Dad chose to understand Good Parent’s enthusiasm as a kind of pledge and, long since sick of manipulating gluten, anyway, he quit his job at Useful to focus all his energy on Bonnie. He cashed out his 401(k) to fund a better home-laboratory. Let his beard go wild and took lunch in the lab. On weekends, we’d put it on a wheely-cart by the door. Knock three times and walk away. Once, I went up there with Brian, and we stayed after knocking. Dad came out.

I said, “Dad.”

He said, “No.” Then he ducked back inside.

Brian said Dad was a fuckface and I told him to shut up. Then Brian punched me in the stomach and I slapped the side of his head. It toppled him. He was smaller than me. When he sat up, his eyes narrow and wet, he said we were no longer brothers and vowed not to speak to me ever again.

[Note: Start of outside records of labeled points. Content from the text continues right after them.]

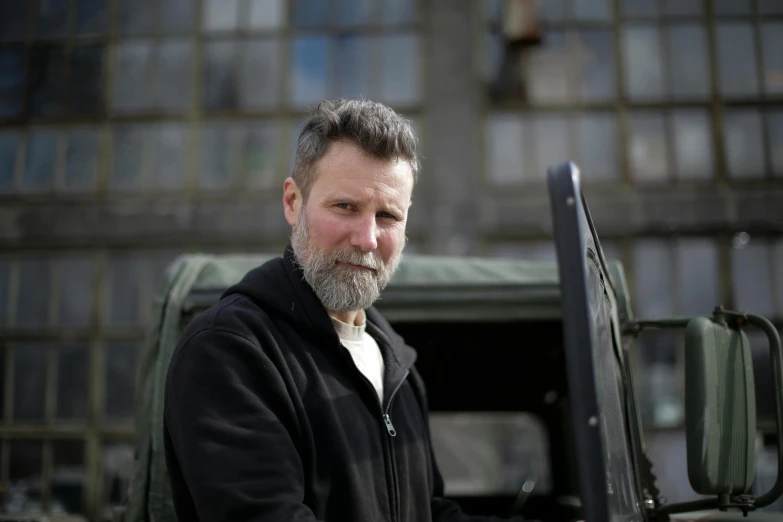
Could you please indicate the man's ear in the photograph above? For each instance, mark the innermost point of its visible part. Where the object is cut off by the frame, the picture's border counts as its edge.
(292, 201)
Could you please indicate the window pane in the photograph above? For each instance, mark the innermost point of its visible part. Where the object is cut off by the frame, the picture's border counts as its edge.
(218, 155)
(697, 260)
(744, 143)
(123, 289)
(138, 16)
(552, 148)
(504, 139)
(40, 160)
(400, 69)
(724, 7)
(355, 12)
(120, 380)
(76, 291)
(764, 6)
(32, 306)
(29, 382)
(68, 475)
(548, 79)
(26, 460)
(81, 159)
(774, 123)
(52, 19)
(400, 12)
(86, 93)
(260, 86)
(5, 297)
(73, 363)
(490, 453)
(649, 149)
(771, 44)
(595, 55)
(751, 276)
(172, 77)
(259, 155)
(643, 63)
(309, 70)
(91, 17)
(220, 75)
(593, 10)
(12, 87)
(178, 16)
(692, 144)
(13, 20)
(689, 73)
(9, 147)
(653, 278)
(117, 472)
(641, 8)
(737, 59)
(46, 79)
(134, 76)
(267, 14)
(598, 154)
(355, 63)
(221, 15)
(168, 168)
(684, 7)
(128, 157)
(309, 13)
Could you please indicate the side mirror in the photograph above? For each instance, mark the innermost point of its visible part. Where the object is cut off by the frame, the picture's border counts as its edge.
(720, 408)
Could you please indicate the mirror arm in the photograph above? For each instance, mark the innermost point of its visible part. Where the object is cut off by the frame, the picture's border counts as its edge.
(776, 358)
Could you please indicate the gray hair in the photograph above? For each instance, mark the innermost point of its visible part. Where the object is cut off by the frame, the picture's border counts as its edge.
(372, 126)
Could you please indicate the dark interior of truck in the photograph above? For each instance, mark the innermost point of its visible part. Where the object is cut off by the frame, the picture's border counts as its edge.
(503, 367)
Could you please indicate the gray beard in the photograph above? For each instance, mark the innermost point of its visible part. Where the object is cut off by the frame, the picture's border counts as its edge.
(340, 288)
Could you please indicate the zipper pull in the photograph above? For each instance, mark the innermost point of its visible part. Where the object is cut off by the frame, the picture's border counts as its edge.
(389, 425)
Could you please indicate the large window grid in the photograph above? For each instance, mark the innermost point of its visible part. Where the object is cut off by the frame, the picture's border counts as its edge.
(665, 76)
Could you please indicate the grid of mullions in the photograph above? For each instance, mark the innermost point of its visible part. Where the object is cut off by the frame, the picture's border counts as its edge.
(642, 91)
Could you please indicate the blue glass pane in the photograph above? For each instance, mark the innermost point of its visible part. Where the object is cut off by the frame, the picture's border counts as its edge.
(354, 60)
(400, 69)
(310, 13)
(52, 18)
(127, 164)
(47, 76)
(11, 83)
(309, 70)
(91, 17)
(13, 20)
(8, 150)
(40, 162)
(32, 301)
(220, 75)
(86, 85)
(178, 16)
(400, 11)
(81, 160)
(355, 12)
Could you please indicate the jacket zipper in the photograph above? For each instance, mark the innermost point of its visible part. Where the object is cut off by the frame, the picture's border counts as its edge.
(393, 433)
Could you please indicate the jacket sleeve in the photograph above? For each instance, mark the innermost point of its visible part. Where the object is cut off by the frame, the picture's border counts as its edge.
(230, 421)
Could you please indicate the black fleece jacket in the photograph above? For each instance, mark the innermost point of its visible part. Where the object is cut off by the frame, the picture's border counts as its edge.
(268, 419)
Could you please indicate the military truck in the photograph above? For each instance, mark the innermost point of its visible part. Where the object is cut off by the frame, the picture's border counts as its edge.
(530, 382)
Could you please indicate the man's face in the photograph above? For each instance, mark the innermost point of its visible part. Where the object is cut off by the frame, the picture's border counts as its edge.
(349, 235)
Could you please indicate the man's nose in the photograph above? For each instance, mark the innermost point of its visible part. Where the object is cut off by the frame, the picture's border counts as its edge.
(365, 233)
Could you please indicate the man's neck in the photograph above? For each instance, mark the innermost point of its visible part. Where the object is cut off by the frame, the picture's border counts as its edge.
(353, 318)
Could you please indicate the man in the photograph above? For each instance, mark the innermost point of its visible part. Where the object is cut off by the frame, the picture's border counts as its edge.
(292, 398)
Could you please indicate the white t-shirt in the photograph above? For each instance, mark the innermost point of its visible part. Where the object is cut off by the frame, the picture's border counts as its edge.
(365, 352)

Two years later, I got caught with a hard-on in the shower after gym. I wasn’t even looking at anybody, my eyes were closed, but Bill Rasmussen announced the news to the locker room. I could’ve taken him, easy, and I didn’t. It was mostly true what he said about me and I froze up.

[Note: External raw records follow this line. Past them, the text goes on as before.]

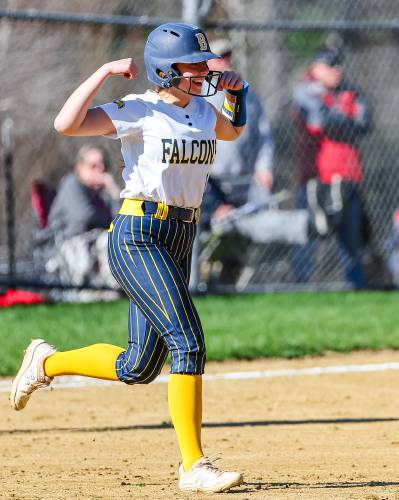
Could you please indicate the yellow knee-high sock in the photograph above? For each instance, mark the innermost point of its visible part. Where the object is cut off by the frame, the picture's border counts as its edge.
(185, 406)
(96, 360)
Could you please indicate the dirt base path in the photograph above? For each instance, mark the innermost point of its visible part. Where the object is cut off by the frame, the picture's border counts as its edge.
(328, 436)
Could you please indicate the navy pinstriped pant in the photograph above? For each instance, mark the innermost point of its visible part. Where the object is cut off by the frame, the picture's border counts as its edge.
(151, 258)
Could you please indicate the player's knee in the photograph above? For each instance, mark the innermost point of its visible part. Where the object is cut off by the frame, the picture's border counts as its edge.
(189, 361)
(132, 371)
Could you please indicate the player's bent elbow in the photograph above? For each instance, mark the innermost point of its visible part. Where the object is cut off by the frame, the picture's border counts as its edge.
(60, 126)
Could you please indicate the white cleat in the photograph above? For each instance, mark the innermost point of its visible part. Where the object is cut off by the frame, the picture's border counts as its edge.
(31, 375)
(205, 476)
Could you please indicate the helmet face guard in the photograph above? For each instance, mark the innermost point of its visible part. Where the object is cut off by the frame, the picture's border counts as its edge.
(173, 43)
(209, 86)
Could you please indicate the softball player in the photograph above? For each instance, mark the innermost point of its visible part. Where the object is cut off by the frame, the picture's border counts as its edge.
(168, 141)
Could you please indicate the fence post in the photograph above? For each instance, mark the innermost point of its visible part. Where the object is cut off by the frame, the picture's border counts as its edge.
(7, 143)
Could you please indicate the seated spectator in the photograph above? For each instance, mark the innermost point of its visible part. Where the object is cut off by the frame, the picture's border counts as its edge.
(88, 198)
(74, 243)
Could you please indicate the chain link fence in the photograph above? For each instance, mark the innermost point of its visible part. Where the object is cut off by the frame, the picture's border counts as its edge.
(256, 247)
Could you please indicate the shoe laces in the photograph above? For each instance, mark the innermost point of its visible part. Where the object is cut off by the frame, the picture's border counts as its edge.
(209, 464)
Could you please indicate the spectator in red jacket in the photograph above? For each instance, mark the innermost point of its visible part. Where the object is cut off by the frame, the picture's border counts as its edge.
(331, 117)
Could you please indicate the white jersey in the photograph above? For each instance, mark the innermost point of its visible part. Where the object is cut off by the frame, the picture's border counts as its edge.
(168, 150)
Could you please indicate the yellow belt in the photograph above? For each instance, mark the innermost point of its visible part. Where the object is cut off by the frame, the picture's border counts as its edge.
(162, 210)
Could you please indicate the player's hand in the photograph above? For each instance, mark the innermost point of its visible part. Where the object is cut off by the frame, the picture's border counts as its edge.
(230, 81)
(123, 67)
(264, 178)
(222, 211)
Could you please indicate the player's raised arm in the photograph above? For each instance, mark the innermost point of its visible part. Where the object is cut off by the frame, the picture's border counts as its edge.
(75, 117)
(232, 117)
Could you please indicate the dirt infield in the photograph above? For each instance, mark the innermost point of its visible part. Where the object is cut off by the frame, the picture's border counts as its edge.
(330, 436)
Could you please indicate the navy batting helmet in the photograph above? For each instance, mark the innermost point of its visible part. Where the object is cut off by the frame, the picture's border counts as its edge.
(173, 43)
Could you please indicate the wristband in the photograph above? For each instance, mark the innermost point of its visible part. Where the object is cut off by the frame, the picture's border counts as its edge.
(234, 105)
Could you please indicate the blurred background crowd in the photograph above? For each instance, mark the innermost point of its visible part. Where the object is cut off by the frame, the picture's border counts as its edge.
(307, 198)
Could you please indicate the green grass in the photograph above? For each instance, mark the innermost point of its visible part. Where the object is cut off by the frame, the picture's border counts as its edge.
(250, 326)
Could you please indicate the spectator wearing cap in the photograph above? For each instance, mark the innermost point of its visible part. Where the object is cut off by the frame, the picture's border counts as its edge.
(331, 117)
(242, 170)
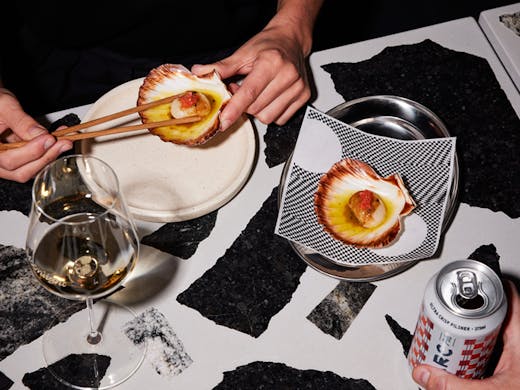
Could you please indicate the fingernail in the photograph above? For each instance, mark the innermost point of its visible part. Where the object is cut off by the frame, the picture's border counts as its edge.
(65, 148)
(36, 131)
(224, 124)
(423, 377)
(48, 143)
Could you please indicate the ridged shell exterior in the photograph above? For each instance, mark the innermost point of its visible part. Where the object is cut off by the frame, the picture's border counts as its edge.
(335, 188)
(172, 79)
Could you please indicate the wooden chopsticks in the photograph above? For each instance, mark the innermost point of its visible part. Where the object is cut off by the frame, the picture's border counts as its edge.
(67, 133)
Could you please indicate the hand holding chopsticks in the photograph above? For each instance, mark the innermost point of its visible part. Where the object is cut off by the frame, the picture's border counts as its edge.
(71, 133)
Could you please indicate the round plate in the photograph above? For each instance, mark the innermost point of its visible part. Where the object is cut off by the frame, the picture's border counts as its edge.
(166, 182)
(390, 116)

When I came home from school, Dad was singing to the twins in the kitchen. Old Beatles songs. I went in there. He crooned at the three of us, clapped beats out on the counter. At first, we held back our laughter because we liked it and didn’t want to give him any kind of victory, but he kept going so long, and he won. We had to laugh to stop him. He’d finished Bonnie’s infrastructure. “Tomorrow’s payday,” he told us. He sliced up some apples and made us triple-decker grilled cheeses in a pan.

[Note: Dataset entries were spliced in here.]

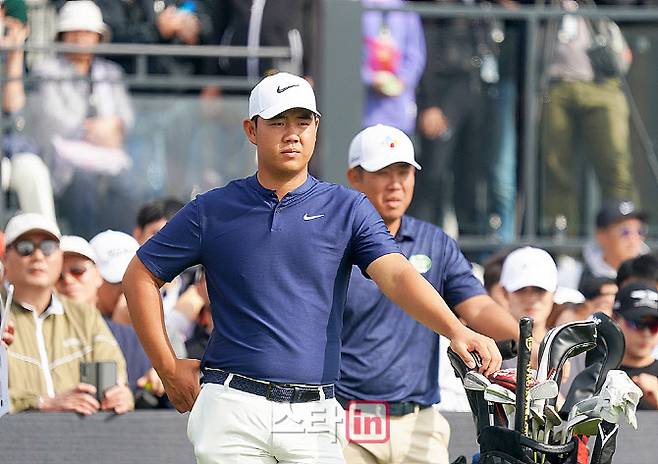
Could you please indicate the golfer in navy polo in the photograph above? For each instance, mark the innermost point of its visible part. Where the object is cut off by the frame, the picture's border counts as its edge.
(278, 250)
(387, 355)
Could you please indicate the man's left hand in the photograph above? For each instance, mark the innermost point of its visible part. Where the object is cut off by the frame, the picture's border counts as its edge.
(466, 341)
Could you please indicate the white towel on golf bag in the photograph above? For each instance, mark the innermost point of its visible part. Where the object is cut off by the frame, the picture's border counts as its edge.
(619, 396)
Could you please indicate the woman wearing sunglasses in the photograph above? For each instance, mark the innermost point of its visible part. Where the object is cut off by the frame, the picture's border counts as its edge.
(636, 311)
(53, 334)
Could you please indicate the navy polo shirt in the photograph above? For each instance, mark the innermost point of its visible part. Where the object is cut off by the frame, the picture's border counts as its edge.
(277, 272)
(387, 355)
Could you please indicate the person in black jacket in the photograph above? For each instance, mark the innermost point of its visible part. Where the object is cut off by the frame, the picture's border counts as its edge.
(452, 101)
(161, 22)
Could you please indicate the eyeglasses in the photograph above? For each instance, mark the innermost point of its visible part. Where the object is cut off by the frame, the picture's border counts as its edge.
(75, 271)
(28, 247)
(627, 231)
(651, 325)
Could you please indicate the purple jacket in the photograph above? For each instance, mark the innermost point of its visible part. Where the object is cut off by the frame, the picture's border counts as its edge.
(407, 32)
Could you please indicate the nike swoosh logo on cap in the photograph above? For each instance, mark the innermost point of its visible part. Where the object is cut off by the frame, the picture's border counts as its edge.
(281, 90)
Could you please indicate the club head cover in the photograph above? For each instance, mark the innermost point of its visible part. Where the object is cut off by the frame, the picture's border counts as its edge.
(564, 342)
(607, 355)
(476, 401)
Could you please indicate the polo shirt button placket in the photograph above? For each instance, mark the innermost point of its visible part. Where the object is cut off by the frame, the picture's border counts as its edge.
(277, 218)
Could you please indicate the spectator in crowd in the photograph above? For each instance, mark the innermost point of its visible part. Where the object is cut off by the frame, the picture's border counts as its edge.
(152, 217)
(529, 278)
(258, 23)
(181, 301)
(80, 282)
(23, 171)
(82, 113)
(80, 279)
(187, 22)
(636, 311)
(585, 108)
(114, 250)
(461, 60)
(492, 269)
(643, 268)
(568, 305)
(53, 335)
(394, 60)
(386, 355)
(620, 232)
(599, 293)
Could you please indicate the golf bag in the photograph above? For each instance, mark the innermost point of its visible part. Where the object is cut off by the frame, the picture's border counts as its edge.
(499, 445)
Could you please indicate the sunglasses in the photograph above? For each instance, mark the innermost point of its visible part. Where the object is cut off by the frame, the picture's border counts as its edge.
(75, 271)
(627, 231)
(639, 326)
(28, 247)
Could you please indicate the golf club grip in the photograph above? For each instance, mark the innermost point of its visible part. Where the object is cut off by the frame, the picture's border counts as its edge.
(523, 375)
(508, 348)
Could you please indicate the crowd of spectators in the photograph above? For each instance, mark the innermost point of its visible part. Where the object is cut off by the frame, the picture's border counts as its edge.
(441, 79)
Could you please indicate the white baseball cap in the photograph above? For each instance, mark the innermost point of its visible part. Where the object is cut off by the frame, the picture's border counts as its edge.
(113, 250)
(78, 246)
(379, 146)
(280, 92)
(81, 15)
(28, 222)
(528, 267)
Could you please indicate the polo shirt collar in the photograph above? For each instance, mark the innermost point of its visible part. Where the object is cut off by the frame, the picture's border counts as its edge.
(405, 232)
(305, 187)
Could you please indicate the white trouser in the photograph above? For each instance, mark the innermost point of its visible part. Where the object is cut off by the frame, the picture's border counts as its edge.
(230, 426)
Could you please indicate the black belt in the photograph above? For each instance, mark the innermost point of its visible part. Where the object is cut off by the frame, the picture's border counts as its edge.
(278, 392)
(394, 409)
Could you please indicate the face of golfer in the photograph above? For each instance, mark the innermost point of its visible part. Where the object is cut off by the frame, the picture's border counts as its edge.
(390, 190)
(285, 142)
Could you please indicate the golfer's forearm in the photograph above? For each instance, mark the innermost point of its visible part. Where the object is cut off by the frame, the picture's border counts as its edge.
(145, 307)
(409, 290)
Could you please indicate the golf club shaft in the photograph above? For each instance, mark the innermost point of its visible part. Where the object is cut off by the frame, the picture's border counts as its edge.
(523, 375)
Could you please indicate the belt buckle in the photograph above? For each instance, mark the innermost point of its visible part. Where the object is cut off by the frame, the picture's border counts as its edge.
(268, 392)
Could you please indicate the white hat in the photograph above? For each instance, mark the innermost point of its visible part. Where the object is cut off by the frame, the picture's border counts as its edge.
(280, 92)
(529, 267)
(379, 146)
(77, 245)
(27, 222)
(114, 250)
(81, 15)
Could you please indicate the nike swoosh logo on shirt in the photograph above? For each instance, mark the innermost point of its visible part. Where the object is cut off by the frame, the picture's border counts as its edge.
(310, 218)
(281, 90)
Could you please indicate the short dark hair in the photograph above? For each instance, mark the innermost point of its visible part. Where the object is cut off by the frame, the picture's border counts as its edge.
(643, 267)
(163, 208)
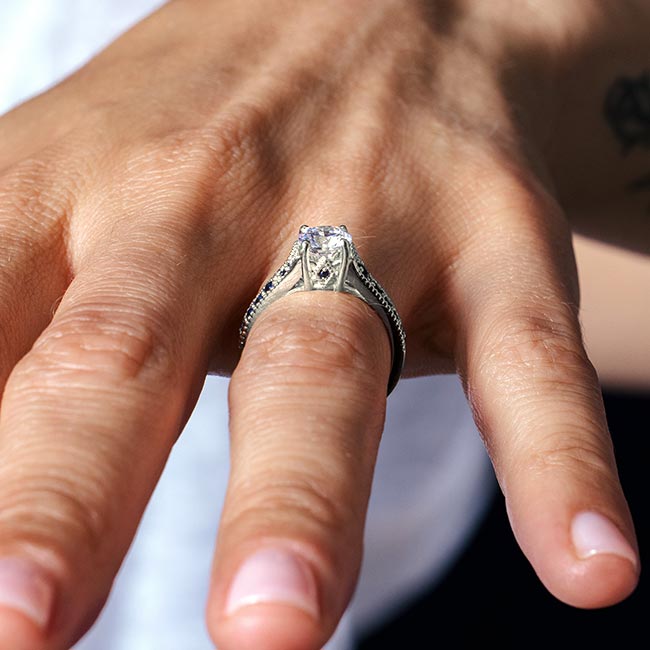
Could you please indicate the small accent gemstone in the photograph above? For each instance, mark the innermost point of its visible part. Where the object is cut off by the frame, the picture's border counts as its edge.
(324, 239)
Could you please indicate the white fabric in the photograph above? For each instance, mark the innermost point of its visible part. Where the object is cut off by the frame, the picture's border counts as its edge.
(432, 481)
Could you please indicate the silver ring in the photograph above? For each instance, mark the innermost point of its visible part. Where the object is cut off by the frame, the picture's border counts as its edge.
(324, 258)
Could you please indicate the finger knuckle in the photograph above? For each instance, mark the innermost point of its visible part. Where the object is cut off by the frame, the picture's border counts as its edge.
(324, 349)
(32, 213)
(290, 502)
(581, 455)
(103, 345)
(50, 509)
(529, 342)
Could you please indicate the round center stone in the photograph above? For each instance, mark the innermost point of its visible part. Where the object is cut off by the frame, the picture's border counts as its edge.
(325, 239)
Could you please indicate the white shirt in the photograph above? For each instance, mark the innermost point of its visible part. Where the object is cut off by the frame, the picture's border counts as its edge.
(432, 481)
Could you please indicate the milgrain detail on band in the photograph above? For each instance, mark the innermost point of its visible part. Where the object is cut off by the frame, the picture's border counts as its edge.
(324, 258)
(627, 111)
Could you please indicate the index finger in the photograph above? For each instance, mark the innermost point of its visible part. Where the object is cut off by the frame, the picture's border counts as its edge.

Timmy, newly vegan, gave his sandwich to Brian. Brian said, “No way this means you get Claudia.”

Claudia Berman was a high-haired, flat-chested baton-twirler who lived across the street. Sometimes she called and asked for Timmy. Sometimes Brian.

“I think she likes me,” Timmy said.

Brian said, “No one likes you.”

“Well, I definitely like her, even if she doesn’t like me. She has kind eyes, I think.”

“She thinks you’re an asshole, Timmy.”

When Dad brought the new Bonnie to Good Parent, they slapped him on the back and called him a visionary. Then they said they needed something much simpler: Dad had designed the mini-tract to take any type of food you could jam into the doll’s mouth — he figured that little girls would thrill to feed Bonnie the same food that they themselves were eating — but Good Parent figured they would do better with a Bonnie who was only able to digest a perishable, vitamin-enriched protein paste that required refrigeration and could be sold for five dollars a tube. So they told him to dumb down the mini-tract and create a paste. “Something that smells good,” they told him.